Keep bash (gnome-terminal) prompt at the top
 
Hi,

After 2 years of using bash via gnome-terminal I've decided it is annoying that the prompt/input area keeps moving after output.

Can I make it stay on top? Make all output go under that particular line like so:
_________________________________________________
Code:

[user@computer /]$ |    <-- blinking I-beam
[user@computer /]$ ls
file1.s          rwxrwxrwx
TODO            rwxrwxrwx
secret_passwords rwxrwxrwx
malicious_script rwxrwxrwx

_________________________________________________
Cheers

EDIT: I know the problem is ill-defined. I guess I just want to invert the scrolling direction. cheers

David the H. 08-11-2010 02:16 PM

I understand what you're thinking. You want a kind of separate command input box at top, with scrolling output underneath.
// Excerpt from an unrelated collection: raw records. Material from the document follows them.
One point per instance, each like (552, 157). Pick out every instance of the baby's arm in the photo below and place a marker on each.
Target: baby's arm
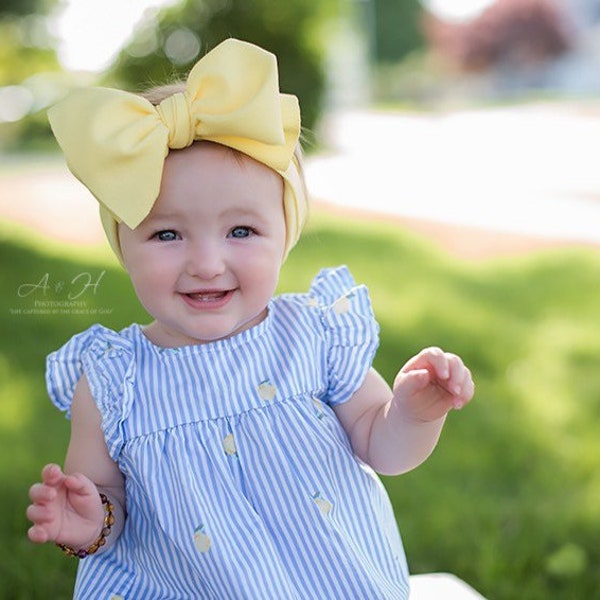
(395, 431)
(66, 507)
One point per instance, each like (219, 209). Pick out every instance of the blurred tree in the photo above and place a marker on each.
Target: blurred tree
(397, 29)
(25, 7)
(167, 46)
(510, 32)
(28, 64)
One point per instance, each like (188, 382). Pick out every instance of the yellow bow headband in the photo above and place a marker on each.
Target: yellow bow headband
(116, 142)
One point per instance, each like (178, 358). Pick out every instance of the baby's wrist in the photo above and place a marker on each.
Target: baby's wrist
(100, 540)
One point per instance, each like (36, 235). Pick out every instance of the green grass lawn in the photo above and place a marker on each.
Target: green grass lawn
(509, 501)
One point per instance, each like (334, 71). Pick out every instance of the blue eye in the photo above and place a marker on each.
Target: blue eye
(168, 235)
(240, 232)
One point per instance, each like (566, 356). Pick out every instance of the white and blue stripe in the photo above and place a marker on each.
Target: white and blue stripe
(283, 510)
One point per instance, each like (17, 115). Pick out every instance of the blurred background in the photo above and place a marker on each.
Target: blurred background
(452, 152)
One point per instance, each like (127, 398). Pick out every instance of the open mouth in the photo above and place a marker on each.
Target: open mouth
(207, 299)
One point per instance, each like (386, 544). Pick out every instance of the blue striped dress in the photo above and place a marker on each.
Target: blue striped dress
(240, 481)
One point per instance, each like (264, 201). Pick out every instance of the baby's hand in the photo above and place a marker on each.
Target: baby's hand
(432, 383)
(65, 508)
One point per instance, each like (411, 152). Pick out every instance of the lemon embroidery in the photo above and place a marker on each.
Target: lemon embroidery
(342, 305)
(201, 540)
(229, 445)
(266, 390)
(320, 413)
(324, 505)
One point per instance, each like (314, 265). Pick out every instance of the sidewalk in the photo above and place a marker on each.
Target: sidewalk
(529, 170)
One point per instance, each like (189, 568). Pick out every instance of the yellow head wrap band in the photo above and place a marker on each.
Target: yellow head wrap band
(116, 142)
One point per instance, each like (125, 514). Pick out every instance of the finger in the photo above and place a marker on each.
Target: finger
(458, 375)
(38, 534)
(40, 493)
(52, 475)
(433, 359)
(412, 381)
(38, 514)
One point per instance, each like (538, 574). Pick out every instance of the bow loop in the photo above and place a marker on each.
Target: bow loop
(175, 113)
(116, 142)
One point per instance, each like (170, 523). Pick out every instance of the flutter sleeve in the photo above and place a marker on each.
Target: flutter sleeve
(351, 331)
(106, 358)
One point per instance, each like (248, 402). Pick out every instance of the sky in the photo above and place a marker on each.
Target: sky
(92, 32)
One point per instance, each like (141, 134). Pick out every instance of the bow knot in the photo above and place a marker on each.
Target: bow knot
(115, 142)
(175, 113)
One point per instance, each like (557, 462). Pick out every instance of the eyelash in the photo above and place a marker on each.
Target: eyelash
(173, 235)
(158, 235)
(248, 230)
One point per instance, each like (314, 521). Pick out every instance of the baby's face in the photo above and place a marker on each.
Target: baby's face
(206, 260)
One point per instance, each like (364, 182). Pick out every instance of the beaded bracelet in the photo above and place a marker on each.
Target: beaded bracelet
(109, 521)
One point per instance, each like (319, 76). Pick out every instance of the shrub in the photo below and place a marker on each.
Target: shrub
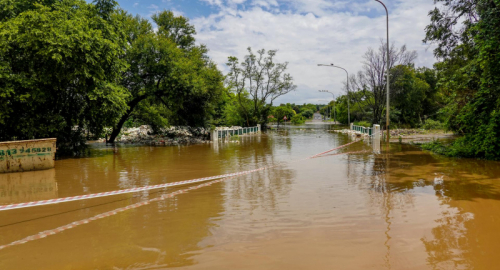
(432, 124)
(298, 119)
(363, 124)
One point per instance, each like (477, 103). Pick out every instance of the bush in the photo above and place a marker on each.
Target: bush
(298, 119)
(432, 124)
(363, 124)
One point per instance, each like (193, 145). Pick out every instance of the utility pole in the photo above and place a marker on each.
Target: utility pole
(387, 73)
(333, 97)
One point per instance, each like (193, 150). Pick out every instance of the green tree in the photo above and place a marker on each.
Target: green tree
(467, 34)
(60, 64)
(408, 94)
(263, 80)
(178, 79)
(281, 112)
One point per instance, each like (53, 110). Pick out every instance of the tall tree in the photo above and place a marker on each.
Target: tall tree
(162, 72)
(467, 34)
(60, 64)
(262, 79)
(371, 81)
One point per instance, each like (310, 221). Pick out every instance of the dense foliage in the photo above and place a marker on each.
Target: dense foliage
(256, 82)
(467, 34)
(60, 68)
(71, 68)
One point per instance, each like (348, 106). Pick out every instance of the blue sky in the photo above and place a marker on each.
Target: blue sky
(305, 33)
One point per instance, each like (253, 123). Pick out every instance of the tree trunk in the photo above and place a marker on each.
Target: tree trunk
(118, 127)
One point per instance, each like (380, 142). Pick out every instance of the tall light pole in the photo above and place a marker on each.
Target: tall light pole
(387, 73)
(327, 108)
(333, 97)
(348, 96)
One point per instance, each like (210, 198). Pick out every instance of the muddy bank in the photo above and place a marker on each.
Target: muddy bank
(166, 136)
(411, 136)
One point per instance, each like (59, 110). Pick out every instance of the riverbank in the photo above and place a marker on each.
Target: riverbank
(419, 136)
(175, 135)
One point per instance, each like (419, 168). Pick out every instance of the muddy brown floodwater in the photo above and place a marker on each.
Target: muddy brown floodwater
(398, 209)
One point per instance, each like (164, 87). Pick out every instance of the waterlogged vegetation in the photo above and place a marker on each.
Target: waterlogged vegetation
(77, 70)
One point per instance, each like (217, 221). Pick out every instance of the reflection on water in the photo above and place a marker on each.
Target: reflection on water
(27, 186)
(379, 207)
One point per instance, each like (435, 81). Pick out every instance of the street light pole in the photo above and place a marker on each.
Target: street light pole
(387, 82)
(348, 95)
(333, 98)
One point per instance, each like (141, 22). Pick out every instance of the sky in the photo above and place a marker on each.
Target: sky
(305, 33)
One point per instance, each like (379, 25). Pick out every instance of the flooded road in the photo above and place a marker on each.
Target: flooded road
(398, 209)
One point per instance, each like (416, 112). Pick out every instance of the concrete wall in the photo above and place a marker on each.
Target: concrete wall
(30, 155)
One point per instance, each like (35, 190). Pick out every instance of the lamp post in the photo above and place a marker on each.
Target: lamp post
(348, 96)
(327, 113)
(387, 73)
(333, 97)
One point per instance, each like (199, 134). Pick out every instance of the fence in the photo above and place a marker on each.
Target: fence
(222, 133)
(362, 130)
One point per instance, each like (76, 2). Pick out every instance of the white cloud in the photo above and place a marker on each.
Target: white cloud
(312, 32)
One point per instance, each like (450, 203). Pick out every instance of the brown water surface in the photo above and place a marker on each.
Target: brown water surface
(400, 208)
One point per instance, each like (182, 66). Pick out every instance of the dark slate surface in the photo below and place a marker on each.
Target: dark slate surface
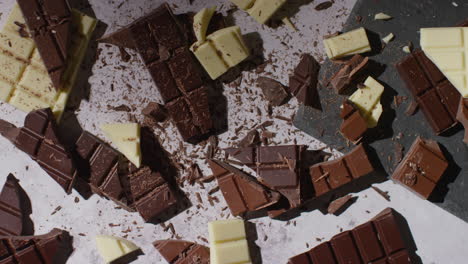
(409, 17)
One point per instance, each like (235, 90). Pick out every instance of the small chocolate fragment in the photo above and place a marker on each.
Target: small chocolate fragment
(39, 139)
(303, 83)
(273, 90)
(422, 168)
(179, 251)
(241, 191)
Well, it's possible to use ansi escape codes or tput in your PS1 or PROMPT_COMMAND to reposition the cursor at the top of the screen after each command. However, the output scrolling is a separate function, so you'd just end up positioning it inside whatever text was just printed in your last command. It wouldn't act like a "floating" box or anything.

I don't know if it's possible to directly control the scrolling behavior, either, especially not to "reverse" it. There'd be a lot of possible situations to consider, like how to treat commands that give out formatted data, or continuous streams, as well as how to deal with multi-line command input. I imagine you'd have to completely redesign the console from scratch to be sure to create the kind of split behavior you want.

MTK358 08-11-2010 02:22 PM

I doubt it's possible because the shell simply prints the prompt after the last command's output.

I guess the only good solution would be to make a terminal with a line entry on top where you enter the command and it pastes the command into the actual terminal window below when you hit enter.

kopatops 08-13-2010 07:38 AM

Thanks for your fine answers,

@MTK358: Unless I dreamt it I think I saw someone somewhere on the internet who did have that kind of behaviour in his virtual consoles (the kind you're describing). I beleive he used some sort of script, like a wrapper that read input and gave output.

He could do lots of cool stuff with it, although it was still gnome-terminal/bash under the hood.

I'll post a link if I find it (or have another vivid dream about it).

cheers

MTK358 08-13-2010 07:45 AM

Also, I don't understand why it's moving for you. Once it hits the bottom after a few commands it stays at the bottom and doesn't move!

catkin 08-13-2010 08:23 AM

Quote:

Originally Posted by kopatops (Post 4065127)
I beleive he used some sort of script, like a wrapper that read input and gave output.

Intriguing.
A function rather than a script would execute in the same shell and so have access to its settings. The $PROMPT_COMMAND variable can be used to run a command (= alias, built-in command, external command or function) after each command returns. The $BASH_COMMAND variable holds the last command executed.